Source Code Annotation Tool

Training Machine Learning models often requires large datasets to be duly annotated. The nature of these annotations vary depending on the dataset considered: they can be the number to be recognized in the MNIST dataset, the coordinates of the box containing the objects to be identified in an object detection problem, etc.

This tool provides a simple UI to add annotations to existing datasets, a command line tool to fetch more elements to be annotated, and an export mechanism.

Currently, the project provides one single example consisting of labeling two pieces of code as being identical, similar, or different.
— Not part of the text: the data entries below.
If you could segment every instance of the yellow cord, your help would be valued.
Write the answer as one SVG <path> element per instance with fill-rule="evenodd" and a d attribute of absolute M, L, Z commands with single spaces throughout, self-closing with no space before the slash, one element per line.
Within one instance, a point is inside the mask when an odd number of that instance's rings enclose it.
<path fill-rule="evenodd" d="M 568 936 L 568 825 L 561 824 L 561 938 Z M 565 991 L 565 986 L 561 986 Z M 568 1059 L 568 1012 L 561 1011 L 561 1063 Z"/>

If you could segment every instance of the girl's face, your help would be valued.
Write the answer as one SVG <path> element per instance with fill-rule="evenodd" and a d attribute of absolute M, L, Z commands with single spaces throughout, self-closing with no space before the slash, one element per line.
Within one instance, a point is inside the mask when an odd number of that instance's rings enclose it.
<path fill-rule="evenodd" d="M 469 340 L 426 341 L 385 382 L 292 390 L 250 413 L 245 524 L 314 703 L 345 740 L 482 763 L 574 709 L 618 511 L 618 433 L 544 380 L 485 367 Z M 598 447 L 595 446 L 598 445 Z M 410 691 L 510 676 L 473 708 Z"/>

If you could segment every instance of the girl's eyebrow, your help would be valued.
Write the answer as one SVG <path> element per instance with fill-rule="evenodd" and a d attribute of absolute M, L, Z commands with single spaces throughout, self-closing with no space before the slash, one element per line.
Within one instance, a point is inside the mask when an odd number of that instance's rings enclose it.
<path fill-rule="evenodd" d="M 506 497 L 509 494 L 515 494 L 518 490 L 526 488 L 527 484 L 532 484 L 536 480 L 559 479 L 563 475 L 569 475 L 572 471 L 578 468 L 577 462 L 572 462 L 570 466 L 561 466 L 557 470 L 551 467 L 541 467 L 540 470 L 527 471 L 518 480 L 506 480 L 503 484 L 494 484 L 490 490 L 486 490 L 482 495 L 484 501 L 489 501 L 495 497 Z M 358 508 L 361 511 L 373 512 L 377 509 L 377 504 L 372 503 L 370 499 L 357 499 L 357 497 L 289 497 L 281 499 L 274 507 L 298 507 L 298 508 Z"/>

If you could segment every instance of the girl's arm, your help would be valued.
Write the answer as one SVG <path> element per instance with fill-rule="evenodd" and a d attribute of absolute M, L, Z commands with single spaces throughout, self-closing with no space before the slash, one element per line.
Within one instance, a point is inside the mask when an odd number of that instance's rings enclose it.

Source code annotation tool offers a UI to annotate source code and review these annotations, and a CLI to define the code to be annotated and export the annotations.

Installation

Environment Variables

The next sections make use of several environment variables to configure the application. In this table, you will find all of them grouped as a quick reference:

Variable	Required	Default value	Meaning
`CAT_JWT_SIGNING_KEY`	YES	-	Key used to sign JWT (JSON Web Tokens) in the server
`CAT_OAUTH_CLIENT_ID`	YES	-	GitHub application OAuth credentials
`CAT_OAUTH_CLIENT_SECRET`	YES	-	GitHub application OAuth credentials
`CAT_OAUTH_RESTRICT_ACCESS`		-	Application access control based on GitHub groups or teams
`CAT_OAUTH_RESTRICT_REQUESTER_ACCESS`		-	User role control based on GitHub groups or teams
`CAT_HOST`		`0.0.0.0`	IP address to bind the HTTP server
`CAT_PORT`		`8080`	Port address to bind the HTTP server
`CAT_SERVER_URL`		`<CAT_HOST>:<CAT_PORT>`	URL used to access the application (i.e. public hostname)
`CAT_DB_CONNECTION`		`sqlite:///var/code-annotation/internal.db`	Points to the internal application database. Read below for the complete syntax
`CAT_EXPORTS_PATH`		`./exports`	Folder where the SQLite files will be created when requested from `http://<your-hostname>/export`
`CAT_ENV`		`production`	Sets the log level. Use `dev` to enable debug log messages

GitHub OAuth Tokens

In order to authenticate users with their GitHub account, you need to set up an OAuth application on GitHub. See how to create OAuth applications in their documentation. Make sure the "Authorization callback URL" points to http://<your-hostname>/oauth-callback.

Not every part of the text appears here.